The current computational models, like ProteinMPNN and AntiFold, use generative approaches to predict sequences that fit particular antibody structures. Although these systems have excellent in silico performance, their practical application is limited by the absence of extensive experimental validation. Additionally, they suffer from designing several CDR regions as a coherent approach toward attaining antigen specificity. They greatly require curated datasets, which are real constraints on their ability to scale to new targets-antigens and prove inadequate in performance aspects compared to baselines set up.

Absci Bio Releases IgDesign: A Deep Learning Approach Transforming Antibody Design with Inverse Folding. IgDesign addresses the above limitations through a novel generative framework tailored to antibody design. It incorporates contextual inputs such as antigen sequences and antibody framework (FWR) sequences to create optimized CDR3 (HCDR3) and complete heavy-chain CDRs (HCDR123). Structure-aware encoder and sequence decoder, inspired by LM-design but specially adapted for antibody functions. It further distinguishes itself by the ability to design high-affinity binders validated through extensive in vitro testing across eight therapeutic antigens. The breakthrough enhances scalability, improves generalizability, and achieves experimental success rates that set a new standard for therapeutic antibody design.

The researchers curated datasets from SAbDab and PDB, ensuring the inclusion of strong antigen-specific holdouts to eliminate the possibility of data leakage. The model was pre-trained on a general protein dataset and then fine-tuned on antibody-antigen complexes.
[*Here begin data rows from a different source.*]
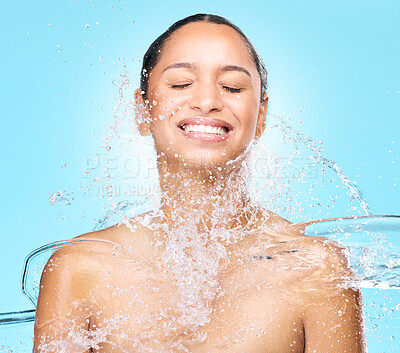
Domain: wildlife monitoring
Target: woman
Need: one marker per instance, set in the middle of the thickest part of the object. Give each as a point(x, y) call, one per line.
point(210, 270)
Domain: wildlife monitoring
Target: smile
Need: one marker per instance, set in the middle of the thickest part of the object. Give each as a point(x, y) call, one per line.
point(208, 129)
point(205, 129)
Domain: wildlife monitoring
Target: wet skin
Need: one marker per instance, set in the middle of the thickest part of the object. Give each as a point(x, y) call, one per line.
point(280, 290)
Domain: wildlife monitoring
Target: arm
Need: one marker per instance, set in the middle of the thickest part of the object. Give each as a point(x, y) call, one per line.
point(63, 313)
point(333, 318)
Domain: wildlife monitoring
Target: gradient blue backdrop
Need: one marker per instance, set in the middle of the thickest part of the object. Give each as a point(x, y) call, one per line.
point(336, 61)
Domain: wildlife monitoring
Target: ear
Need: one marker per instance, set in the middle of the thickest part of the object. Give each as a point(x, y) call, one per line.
point(142, 113)
point(262, 117)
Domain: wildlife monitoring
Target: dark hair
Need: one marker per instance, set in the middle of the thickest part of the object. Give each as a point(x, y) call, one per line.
point(152, 55)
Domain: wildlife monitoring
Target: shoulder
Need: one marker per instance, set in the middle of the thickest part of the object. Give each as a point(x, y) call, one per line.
point(81, 259)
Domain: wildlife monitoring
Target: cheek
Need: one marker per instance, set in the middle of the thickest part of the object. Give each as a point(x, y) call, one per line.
point(246, 108)
point(165, 105)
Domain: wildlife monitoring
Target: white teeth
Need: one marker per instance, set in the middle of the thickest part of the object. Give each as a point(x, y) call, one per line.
point(208, 129)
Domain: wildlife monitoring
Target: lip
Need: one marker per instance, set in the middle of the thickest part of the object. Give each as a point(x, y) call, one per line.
point(201, 136)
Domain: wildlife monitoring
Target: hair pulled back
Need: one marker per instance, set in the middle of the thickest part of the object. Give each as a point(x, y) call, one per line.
point(153, 53)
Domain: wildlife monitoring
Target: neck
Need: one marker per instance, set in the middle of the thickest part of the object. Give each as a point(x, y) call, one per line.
point(208, 199)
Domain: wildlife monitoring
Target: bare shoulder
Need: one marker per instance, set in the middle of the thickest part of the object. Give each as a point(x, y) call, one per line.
point(81, 261)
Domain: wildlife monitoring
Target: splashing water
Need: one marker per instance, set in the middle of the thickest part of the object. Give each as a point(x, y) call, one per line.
point(198, 263)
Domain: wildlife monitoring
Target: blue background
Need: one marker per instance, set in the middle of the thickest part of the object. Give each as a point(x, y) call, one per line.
point(336, 61)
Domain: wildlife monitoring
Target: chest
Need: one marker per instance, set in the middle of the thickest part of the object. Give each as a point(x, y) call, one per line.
point(241, 311)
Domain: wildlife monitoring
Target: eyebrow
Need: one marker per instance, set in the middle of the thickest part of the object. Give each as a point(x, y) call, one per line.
point(236, 68)
point(179, 65)
point(187, 65)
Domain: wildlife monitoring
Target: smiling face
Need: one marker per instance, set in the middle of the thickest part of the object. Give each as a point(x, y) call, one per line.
point(204, 97)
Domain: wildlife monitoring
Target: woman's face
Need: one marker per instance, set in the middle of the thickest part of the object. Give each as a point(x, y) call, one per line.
point(204, 97)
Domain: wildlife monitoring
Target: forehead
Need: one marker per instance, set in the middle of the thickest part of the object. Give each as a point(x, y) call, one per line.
point(206, 41)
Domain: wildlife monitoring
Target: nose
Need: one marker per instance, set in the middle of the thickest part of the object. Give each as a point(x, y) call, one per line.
point(206, 98)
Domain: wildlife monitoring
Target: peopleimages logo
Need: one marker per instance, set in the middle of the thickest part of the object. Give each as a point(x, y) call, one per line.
point(130, 168)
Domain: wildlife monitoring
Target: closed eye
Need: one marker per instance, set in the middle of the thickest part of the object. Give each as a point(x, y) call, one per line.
point(231, 89)
point(184, 85)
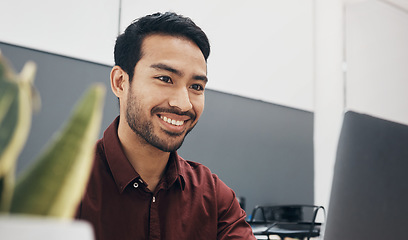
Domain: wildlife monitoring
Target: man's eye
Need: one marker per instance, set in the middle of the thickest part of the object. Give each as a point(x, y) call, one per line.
point(164, 79)
point(197, 87)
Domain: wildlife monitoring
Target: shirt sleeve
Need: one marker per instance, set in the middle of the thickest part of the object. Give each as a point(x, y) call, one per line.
point(231, 218)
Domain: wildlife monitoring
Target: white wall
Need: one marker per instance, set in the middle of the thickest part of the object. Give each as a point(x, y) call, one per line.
point(288, 52)
point(377, 60)
point(84, 29)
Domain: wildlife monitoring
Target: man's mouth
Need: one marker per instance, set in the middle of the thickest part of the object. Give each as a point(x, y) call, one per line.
point(172, 121)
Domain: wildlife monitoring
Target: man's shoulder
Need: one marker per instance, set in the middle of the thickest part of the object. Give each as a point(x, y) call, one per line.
point(192, 166)
point(197, 172)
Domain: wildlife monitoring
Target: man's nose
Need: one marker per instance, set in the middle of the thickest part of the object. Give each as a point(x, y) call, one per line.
point(181, 100)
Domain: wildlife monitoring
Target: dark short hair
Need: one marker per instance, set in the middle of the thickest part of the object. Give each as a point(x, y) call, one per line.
point(128, 44)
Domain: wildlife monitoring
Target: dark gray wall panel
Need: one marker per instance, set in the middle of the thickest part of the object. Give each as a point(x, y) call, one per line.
point(261, 150)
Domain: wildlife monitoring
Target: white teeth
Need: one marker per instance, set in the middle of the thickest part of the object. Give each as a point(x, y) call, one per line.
point(172, 121)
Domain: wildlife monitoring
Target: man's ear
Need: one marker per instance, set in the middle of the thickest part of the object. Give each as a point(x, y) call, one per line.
point(119, 79)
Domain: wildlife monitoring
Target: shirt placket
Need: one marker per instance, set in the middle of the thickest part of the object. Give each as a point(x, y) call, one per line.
point(154, 226)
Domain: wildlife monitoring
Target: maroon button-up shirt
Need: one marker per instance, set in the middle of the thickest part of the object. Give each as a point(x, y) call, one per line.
point(189, 202)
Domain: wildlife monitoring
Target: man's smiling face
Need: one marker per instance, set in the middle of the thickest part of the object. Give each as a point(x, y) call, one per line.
point(166, 96)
Antibody sequences were generated sequentially to maintain coherence between interdependencies of regions; for each antigen, 100 HCDR3 and 100 HCDR123 were generated and tested. The sequences were progressed through an extensive wet-laboratory protocol that included cloning of the sequences into E. coli, expression within these cells, and high throughput SPR screening designed to support the confirmation of binding kinetics and affinities. A robust set of HCDR3 sequences from the training dataset was used as controls to measure performance, a distinct reference point for proving the utility of IgDesign.

IgDesign showed consistent superior performance of designed antibodies across all different antigens. Experiments in vitro showed that designs of HCDR3 had significantly higher binding rates than baselines for seven out of eight tested antigens, and the design of HCDR123 outperformed the baseline for four of them. The produced antibodies are bound at affinities close to or better than those of clinically validated reference antibodies for targets such as CD40 and ACVR2B. Such findings underline the potential of IgDesign to generalize proficiently and design superior antibodies, which opens up transformative possibilities in therapeutic antibody development. 

This work represents a significant step for antibody design in that IgDesign marries high computational accuracy with empirical evidence to create a unified, streamlined process. As a result of success in antigen-specific binder construction exhibiting very high affinity, this advance challenges major bottlenecks in drug discovery. The framework not only facilitates lead optimization but also paves the way for de novo antibody design, significantly advancing the field of drug discovery.